ShinkaEvolve
ShinkaEvolve
ShinkaEvolve is an open-source evolutionary program optimization framework from Sakana AI that uses LLMs as mutation operators. Published in 2025, it addresses the key limitations of prior closed-source systems like AlphaEvolve: poor sample efficiency and lack of reproducibility. ShinkaEvolve achieved state-of-the-art results across four domains using orders of magnitude fewer evaluations than alternatives.
Key Innovations
- Power-law parent sampling. Balances exploitation (improving top solutions) with exploration (trying novel approaches). Programs are ranked by fitness and selected with probability proportional to rank raised to a tunable exponent.
- Novelty rejection-sampling. Uses code embeddings to filter out mutations too similar to existing programs in the archive. If cosine similarity exceeds a threshold, an LLM judge further assesses whether the mutation is meaningfully different.
- Bandit-based LLM ensemble.

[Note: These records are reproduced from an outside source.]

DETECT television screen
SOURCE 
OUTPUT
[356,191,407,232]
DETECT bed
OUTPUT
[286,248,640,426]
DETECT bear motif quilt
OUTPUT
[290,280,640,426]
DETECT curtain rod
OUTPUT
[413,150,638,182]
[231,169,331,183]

Uses UCB1 to dynamically allocate mutation work across multiple LLMs (GPT, Claude, Gemini, DeepSeek), rewarding models that produce higher-improvement mutations.
Results
- Circle packing — new state-of-the-art solution in 150 samples (vs. thousands for AlphaEvolve)

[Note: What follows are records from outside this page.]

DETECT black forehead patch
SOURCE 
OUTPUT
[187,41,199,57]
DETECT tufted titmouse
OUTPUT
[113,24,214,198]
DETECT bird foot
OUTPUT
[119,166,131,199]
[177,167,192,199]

- AIME math reasoning — evolved a multi-expert agent scaffold that generalizes across LLM backends and unseen problems
- ALE-Bench — improved existing competitive programming solutions by ~2.3%, achieving 2nd place on one AtCoder task
- MoE load balancing — discovered a novel loss function that adds adaptive regularization for under-utilized experts, improving on the global-batch loss used by major open LLMs
Connection to Existing Wiki
ShinkaEvolve extends the Autonomous Code Optimization paradigm: where autoresearch optimizes a single codebase with benchmarks and tests, ShinkaEvolve maintains a population of programs and evolves them using LLM-guided mutation and selection. Both are forms of agent-driven automated optimization. The MoE result is particularly notable — it shows evolutionary search can discover improvements to the training process of LLMs themselves.